Technologischer Einsatz von Jodwasserstoff-Plasmen für die Polysilicium-Gate-Strukturierung in einer Sub-Quarter-Micron-Technologie
Dry etching has become an essential tool for transferring mask patterns in sub-quarter-micron technology. In MOS technology the minimum feature size is determined by the polysilicon gate length. Therefore, strict requirements are being imposed on etching. Applications such as dry etching of polysilicon gates require etch processes with high selectivity, anisotropic profiles, and minimal charge damage of gate oxide.
This work investigates the application of a novel chemistry hydrogen iodide for patterning of polysilicon gates. To characterize the hydrogen iodide plasma optical emission spectroscopy and self excited electron plasma resonance spectroscopy are used. These investigations have the aim to determine internal plasma parameters and furthermore using these methods for process control. Plasma damage during dry etching is characterized by x-ray photoelectron spectroscopy and photoluminiscence.
Keeping these results in mind a dry etch process based on hydrogen iodide is developed for polysilicon gate etching in 0.18 μm technology. Etching is also performed in hydrogen bromide and hydrogen chloride plasmas for comparing the results.
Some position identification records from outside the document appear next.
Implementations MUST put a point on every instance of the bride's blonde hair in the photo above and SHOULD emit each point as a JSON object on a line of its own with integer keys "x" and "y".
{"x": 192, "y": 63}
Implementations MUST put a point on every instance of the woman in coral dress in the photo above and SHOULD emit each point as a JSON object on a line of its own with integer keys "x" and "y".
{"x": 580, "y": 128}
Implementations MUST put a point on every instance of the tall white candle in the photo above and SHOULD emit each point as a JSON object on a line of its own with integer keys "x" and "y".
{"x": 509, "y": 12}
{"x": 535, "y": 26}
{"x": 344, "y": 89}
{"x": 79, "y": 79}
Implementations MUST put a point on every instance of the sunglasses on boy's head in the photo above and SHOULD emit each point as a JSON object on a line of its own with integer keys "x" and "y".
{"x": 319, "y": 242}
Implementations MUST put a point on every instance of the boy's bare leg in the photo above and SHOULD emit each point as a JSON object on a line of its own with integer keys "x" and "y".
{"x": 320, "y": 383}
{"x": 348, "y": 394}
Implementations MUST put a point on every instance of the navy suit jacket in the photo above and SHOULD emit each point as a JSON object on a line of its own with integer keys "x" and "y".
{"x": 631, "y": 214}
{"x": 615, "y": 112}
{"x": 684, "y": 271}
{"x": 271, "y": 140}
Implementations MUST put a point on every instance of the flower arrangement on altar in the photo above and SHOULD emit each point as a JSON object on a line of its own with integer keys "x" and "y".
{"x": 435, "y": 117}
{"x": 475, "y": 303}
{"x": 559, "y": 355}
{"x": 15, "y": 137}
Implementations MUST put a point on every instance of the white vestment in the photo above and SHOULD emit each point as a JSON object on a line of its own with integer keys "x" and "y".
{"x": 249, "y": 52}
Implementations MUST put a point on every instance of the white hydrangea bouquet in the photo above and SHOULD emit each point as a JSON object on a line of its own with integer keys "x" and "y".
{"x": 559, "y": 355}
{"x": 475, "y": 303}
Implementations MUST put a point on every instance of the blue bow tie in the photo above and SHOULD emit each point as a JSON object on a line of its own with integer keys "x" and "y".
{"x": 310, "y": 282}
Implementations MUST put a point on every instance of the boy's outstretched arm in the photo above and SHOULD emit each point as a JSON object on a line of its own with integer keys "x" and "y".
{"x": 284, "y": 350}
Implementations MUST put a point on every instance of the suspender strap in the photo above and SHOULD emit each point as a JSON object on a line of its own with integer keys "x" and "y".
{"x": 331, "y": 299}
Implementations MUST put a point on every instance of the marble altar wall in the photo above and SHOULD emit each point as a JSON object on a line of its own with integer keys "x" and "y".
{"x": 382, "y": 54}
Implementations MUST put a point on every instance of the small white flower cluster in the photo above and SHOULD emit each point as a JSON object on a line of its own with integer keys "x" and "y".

The investigations show using hydrogen iodide for polysilicon gate patterning we achieve a higher selectivity of polysilicon to oxide. Without any passivation gases an anisotropical profile is achievable. To investigate possible plasma damage during etching electrical measurements are performed at MOS structures. The results show, there is an interaction between plasma damage and the chemistry used.
Hydrogen iodide is an alternative to conventional chlorine and bromine chemistries. Hydrogen iodide based etching satisfies all demands for polysilicon gate etching in advanced technologies, and this new etch chemistry makes low-damage etching (compared to conventional chemistries) possible.